En mis tiempos de estudiante en el
ITESO de Guadalajara, en los años setentas, el rabino de la ciudad, Aarón
Kopikis, fue uno de mis maestros universitarios. El tema de la clase era
“Pensamiento de Martin Buber”. En clase y en charlas con Aarón, me quedó claro
el concepto de “monoteísmo ético” que es una manera de expresar la naturaleza
misma del judaísmo como fe y como práctica cotidiana.
El término enfatiza la existencia de
un solo Dios, y de la manera como él desea que se le honre. Subyace en la
expresión la idea de que Dios es el creador supremo, rey soberano, dueño de
todo lo que existe, y que no necesita nada de nadie, pues lo tiene todo. Por lo
tanto, no requiere de nada que el ser humano pudiera darle.
También subyace la
idea de que, como creador y padre de la familia humana (“Avinu”, “nuestro
Padre”), desea que sus hijos se ayuden entre sí. Si a Dios no se le puede dar
nada, al hermano en necesidad sí que se puede. Y ése es precisamente el culto
que desea tener, esa sería la manera como desea ser honrado. Este aspecto
vendría a ser la dimensión ética del asunto. Un culto a la Divinidad que se
expresa en acciones éticas, acciones de filantropía.
Esta doctrina del servicio
al Padre a través del servicio a los hermanos en necesidad está muy presente en
la tradición cristiana. Dice el apóstol Santiago: “La religión pura y sin
mancha delante de Dios nuestro Padre es ésta: atender a los huérfanos y a las
viudas en sus aflicciones, y conservarse limpio de la corrupción del mundo”
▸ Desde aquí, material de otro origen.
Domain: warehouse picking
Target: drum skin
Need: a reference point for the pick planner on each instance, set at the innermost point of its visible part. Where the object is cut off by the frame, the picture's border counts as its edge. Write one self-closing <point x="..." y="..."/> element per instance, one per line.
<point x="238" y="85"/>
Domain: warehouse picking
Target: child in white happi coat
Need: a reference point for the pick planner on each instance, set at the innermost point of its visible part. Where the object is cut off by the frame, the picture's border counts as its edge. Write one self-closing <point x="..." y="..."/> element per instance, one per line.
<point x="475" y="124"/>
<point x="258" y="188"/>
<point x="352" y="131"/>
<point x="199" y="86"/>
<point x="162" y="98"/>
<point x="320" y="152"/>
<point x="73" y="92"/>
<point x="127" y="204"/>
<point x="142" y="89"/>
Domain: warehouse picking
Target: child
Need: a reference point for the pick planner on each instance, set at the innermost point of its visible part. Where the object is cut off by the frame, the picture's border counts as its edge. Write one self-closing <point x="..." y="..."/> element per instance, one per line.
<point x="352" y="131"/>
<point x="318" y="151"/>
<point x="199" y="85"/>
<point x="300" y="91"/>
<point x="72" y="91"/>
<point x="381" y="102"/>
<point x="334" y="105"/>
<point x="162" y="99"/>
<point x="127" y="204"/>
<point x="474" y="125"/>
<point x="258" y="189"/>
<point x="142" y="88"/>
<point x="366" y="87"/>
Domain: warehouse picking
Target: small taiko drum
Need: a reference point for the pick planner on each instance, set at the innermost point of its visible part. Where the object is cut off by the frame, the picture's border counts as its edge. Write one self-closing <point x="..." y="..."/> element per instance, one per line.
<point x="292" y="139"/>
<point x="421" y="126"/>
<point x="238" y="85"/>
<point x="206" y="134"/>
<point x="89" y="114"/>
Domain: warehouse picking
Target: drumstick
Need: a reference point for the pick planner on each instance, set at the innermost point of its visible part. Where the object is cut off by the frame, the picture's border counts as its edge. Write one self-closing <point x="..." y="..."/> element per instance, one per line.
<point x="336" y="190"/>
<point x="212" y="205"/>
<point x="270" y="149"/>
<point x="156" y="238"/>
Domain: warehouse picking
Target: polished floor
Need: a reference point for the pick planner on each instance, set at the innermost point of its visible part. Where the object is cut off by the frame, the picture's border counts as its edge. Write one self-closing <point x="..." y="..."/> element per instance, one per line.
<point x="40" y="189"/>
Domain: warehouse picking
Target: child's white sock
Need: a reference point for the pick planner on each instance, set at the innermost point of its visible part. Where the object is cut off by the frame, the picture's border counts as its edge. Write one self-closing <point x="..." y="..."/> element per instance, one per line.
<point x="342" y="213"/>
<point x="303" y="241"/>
(Santiago, 1: 27). Aclaro que lo anteriormente expresado constituye el ideal
judeo-cristiano. En la práctica, las cosas pueden ser muy diferentes, debido a
las limitaciones y naturaleza del ser humano.
Difícilmente podemos hablar de una correcta
dimensión ética en las relaciones de los grandes sectores de mexicanos entre
sí. Si los analizamos a partir de sus propias acciones y no de la profesión de
sus principios morales, religiosos, sociales o empresariales (es decir, si nos
fijamos no en lo que muchas personas físicas o morales dicen, sino en lo que
hacen) nos encontraremos con que su valor supremo es el propio bienestar,
incluso si hay que pasar sobre el de otros.
Por desgracia, esta realidad puede
existir también en las relaciones de gobernantes - gobernados,
empresarios - empleados, guías religiosos - grey. Para muchas personas físicas o
morales, el “otro” solamente es el medio del propio beneficio o bienestar. No
experimentan compromiso ni solidaridad con el “otro”. Les importa muy poco lo
que le pase a los demás individuos, no les duelen.
La corrupción se asocia con
quienes piensan y sienten de esta manera deshumanizada. La corrupción es una
forma de violación de la justicia. Si un mal político se apropia de fondos
públicos, está poniendo su bienestar por encima del de los contribuyentes. Se
está apropiando de algo que no es suyo, que no le pertenece.
La paradoja está en que
muchos de estos infractores del bien común son profundamente religiosos.
Consideran que “estar bien con Dios” es adularlo a través de las prácticas
rituales u ofrecer cuantiosas limosnas. Piensan que en “su relación con Dios”
nada tiene que ver su propia conducta hacia “el otro”. En cambio, a muchos
otros la divinidad no les importa en lo absoluto. Mucho menos, la humanidad.